Wajah-wajah yang dulu riang, penuh cerita,
Kini tertutup debu, kehilangan arah.
Pabrik-pabrik menjulang, mengubah wajah desa,
Mereka menjadi bayang-bayang di negeri sendiri,
Populasi berkurang, sejarah mereka tergerus.
Orang-orang Papua, penjaga alam ini,
Tertinggal dalam dunia yang dijual untuk keuntungan.
Ladang mereka digantikan dengan batu bara,
Hutan mereka menjadi papan skor bagi korporasi.
Kesejahteraan hanyalah mimpi di balik besi dan beton,
Kapitalisme datang dengan senyum palsu,
Janji kemakmuran, namun kebebasan hilang,
Tanah yang mereka pijak kini milik yang lain.
Di bawah bayang kapitalisme, Papua tersingkir,
Tertindas, namun tetap bertahan,
Karena tanah dan darah kami tak akan hilang,
Meski suara kami sering kali tenggelam.
Wahai Papua, tanah yang merdeka,
Kami menyaksikan, kami mendengar,
Meski negara menghapus sejarah kami,
Kami tetap berada pada jalur kebenaran
-----------------------------------------------------------------------------------------------------------------------------
Lahan yang Tertukar
Di bawah langit tropis yang biru,
Merauke, tanah yang dulu bebas,
Kini terluka, diterjang beton dan besi,
Oleh arus kapitalisme yang datang tanpa izin.
Ladang padi, hutan lebat, dan sungai yang jernih,
Menjadi saksi bisu akan janji palsu,
Tanah yang subur, kini tergerus,
Diambil, dijual, digusur untuk keuntungan besar.
Perusahaan besar datang dengan senyum manis,
Menawarkan pembangunan, katanya untuk kemajuan,
Tapi yang dibangun hanya kekayaan bagi segelintir orang,
Sementara rakyat terabaikan, tanah mereka hilang.
Hutan yang dulu menari bersama angin,
Sekarang menjadi lahan perkebunan sawit dan kelapa,
Ditanam oleh tangan yang tak mengenal cinta,
Dijual ke pasar dunia, tanpa suara rakyat yang menangis.
Orang Merauke, penjaga tanah leluhur,
Melihat tanah mereka berpindah tangan,
Tanpa ada yang bertanya,
Tanpa ada yang mendengar jeritan mereka.
Di balik kata "kemajuan" dan "investasi,"

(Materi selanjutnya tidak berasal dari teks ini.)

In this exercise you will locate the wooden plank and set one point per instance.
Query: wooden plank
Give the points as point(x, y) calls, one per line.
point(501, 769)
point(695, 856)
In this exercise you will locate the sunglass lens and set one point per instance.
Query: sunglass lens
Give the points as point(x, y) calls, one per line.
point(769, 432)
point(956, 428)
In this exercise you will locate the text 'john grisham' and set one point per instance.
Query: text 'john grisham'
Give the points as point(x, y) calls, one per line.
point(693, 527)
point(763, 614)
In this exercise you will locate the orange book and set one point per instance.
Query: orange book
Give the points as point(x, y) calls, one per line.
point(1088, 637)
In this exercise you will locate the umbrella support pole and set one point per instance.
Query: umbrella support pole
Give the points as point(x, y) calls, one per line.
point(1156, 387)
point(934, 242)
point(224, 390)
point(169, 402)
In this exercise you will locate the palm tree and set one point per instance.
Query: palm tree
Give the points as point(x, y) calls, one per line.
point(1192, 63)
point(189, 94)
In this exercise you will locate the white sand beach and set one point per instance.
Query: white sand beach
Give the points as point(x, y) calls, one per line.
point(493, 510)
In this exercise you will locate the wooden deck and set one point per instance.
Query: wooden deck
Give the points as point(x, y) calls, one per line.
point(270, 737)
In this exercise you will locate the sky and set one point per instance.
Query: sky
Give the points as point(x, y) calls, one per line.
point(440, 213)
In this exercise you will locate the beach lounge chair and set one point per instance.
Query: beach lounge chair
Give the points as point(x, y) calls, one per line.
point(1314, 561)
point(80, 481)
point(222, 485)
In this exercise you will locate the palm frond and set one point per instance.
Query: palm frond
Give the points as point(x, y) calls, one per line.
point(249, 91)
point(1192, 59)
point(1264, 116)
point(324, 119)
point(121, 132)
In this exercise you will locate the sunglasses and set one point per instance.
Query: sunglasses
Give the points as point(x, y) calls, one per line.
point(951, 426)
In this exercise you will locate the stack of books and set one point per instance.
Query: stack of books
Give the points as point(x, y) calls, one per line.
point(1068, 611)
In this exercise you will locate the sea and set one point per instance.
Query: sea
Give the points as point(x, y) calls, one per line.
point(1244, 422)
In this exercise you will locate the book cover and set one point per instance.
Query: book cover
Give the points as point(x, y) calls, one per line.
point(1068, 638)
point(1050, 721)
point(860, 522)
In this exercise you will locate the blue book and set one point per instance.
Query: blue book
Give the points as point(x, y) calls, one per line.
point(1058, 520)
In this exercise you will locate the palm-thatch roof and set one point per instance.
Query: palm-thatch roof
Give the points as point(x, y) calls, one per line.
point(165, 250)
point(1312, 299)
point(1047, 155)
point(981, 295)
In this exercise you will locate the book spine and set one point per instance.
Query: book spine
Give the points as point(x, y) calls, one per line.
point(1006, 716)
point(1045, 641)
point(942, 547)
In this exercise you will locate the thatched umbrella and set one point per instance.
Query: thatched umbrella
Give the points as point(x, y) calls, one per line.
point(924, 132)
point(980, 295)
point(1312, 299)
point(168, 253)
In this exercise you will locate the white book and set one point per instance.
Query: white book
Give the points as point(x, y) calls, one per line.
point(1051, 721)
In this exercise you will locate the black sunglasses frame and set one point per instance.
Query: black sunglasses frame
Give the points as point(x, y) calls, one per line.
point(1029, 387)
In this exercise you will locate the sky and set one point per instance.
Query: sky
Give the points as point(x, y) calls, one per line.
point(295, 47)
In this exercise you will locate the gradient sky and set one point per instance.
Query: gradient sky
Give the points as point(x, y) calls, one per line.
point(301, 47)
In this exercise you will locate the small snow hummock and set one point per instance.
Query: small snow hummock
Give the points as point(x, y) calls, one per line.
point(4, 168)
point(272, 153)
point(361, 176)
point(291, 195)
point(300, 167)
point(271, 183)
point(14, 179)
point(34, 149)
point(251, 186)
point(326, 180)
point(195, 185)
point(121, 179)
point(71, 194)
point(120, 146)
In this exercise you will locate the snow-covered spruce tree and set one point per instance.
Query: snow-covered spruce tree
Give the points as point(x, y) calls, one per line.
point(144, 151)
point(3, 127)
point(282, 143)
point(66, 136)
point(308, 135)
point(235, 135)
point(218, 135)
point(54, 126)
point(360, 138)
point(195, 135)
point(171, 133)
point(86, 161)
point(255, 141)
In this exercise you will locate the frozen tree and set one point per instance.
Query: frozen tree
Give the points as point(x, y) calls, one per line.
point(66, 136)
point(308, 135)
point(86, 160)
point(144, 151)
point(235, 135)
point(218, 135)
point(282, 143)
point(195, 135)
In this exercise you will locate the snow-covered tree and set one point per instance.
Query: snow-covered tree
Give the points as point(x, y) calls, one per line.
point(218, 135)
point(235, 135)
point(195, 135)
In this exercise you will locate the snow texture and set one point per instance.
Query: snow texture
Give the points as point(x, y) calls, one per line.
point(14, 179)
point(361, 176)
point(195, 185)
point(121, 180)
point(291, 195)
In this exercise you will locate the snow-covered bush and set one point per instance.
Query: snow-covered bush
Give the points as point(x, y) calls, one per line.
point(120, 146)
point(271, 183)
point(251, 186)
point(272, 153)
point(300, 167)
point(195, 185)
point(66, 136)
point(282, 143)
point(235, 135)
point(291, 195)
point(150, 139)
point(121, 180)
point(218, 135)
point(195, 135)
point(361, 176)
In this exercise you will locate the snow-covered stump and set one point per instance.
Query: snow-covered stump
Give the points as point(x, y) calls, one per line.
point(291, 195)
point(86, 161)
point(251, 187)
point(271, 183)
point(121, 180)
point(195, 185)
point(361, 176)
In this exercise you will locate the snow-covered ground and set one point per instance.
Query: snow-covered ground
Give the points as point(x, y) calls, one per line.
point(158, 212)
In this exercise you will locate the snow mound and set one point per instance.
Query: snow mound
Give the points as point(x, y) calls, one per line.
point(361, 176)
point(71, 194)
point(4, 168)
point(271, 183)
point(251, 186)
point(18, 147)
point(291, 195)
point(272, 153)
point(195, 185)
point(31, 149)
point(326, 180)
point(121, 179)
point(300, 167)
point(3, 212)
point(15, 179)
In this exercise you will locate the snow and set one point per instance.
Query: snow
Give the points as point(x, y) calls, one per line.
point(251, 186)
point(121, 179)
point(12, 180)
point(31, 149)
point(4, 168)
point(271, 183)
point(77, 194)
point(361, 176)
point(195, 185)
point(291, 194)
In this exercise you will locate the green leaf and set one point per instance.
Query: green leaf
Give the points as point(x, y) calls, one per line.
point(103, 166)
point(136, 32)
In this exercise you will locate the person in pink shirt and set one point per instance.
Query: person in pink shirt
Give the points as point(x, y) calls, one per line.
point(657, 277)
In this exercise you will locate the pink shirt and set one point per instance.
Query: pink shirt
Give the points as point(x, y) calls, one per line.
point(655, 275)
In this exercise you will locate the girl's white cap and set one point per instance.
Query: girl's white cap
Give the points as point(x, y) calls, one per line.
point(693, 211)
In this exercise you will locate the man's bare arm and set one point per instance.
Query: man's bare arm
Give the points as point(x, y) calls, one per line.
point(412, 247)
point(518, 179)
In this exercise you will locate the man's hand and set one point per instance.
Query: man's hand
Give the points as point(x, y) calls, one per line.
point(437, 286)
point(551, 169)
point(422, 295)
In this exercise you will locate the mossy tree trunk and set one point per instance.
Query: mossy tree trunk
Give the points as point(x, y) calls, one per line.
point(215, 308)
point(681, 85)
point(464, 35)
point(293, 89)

Ada penderitaan yang tersembunyi,
Ada anak-anak yang tak lagi mengenal hutan,
Ada nenek moyang yang tergantung pada tanah yang kini tercuri.
Kapitalisme datang seperti badai,
Membawa perubahan tanpa ampun,
Merauke yang dulu damai, kini terpecah,
Di bawah kaki perusahaan yang tak tahu arti keadilan.
Wahai Merauke, tanah yang terampas,
Apakah kami akan terus diam?
Di mana suara hakmu?
Kapan tanahmu kembali pada pemiliknya?
-----------------------------------------------------------------------------------------------------------------------------
Tanah yang Tak Lagi Milik Kami
Dulu, tanah ini milik kami,
Dibajak oleh tangan nenek moyang,
Hutan yang lebat, laut yang luas,
Sumber kehidupan, berkah yang tak ternilai.
Namun, di bawah bendera kapitalisme,
Datanglah mereka dari luar,
Dengan janji-janji kemajuan,
Menukarkan tanah subur ini dengan utang dan harapan kosong.
Transmigrasi—sebuah kata yang tak pernah kami pahami,
Menggunduli tanah-tanah kami,
Membawa ribuan orang ke sini,
Menciptakan ruang baru, tapi melupakan kami yang sudah ada.
Dari Jawa, Sumatra, Bali, dan pulau-pulau jauh,
Mereka datang, mencari kehidupan baru,
Diberikan tanah, rumah, dan harapan,
Sementara kami, pemilik sejati, terpinggirkan.
Kapitalisme berbisik di telinga para penguasa,
"Membangun, menguasai, memperkaya,"
Di balik kata pembangunan,
Ada tanah yang kami cintai,
Yang kini terjual dalam bentuk kebijakan.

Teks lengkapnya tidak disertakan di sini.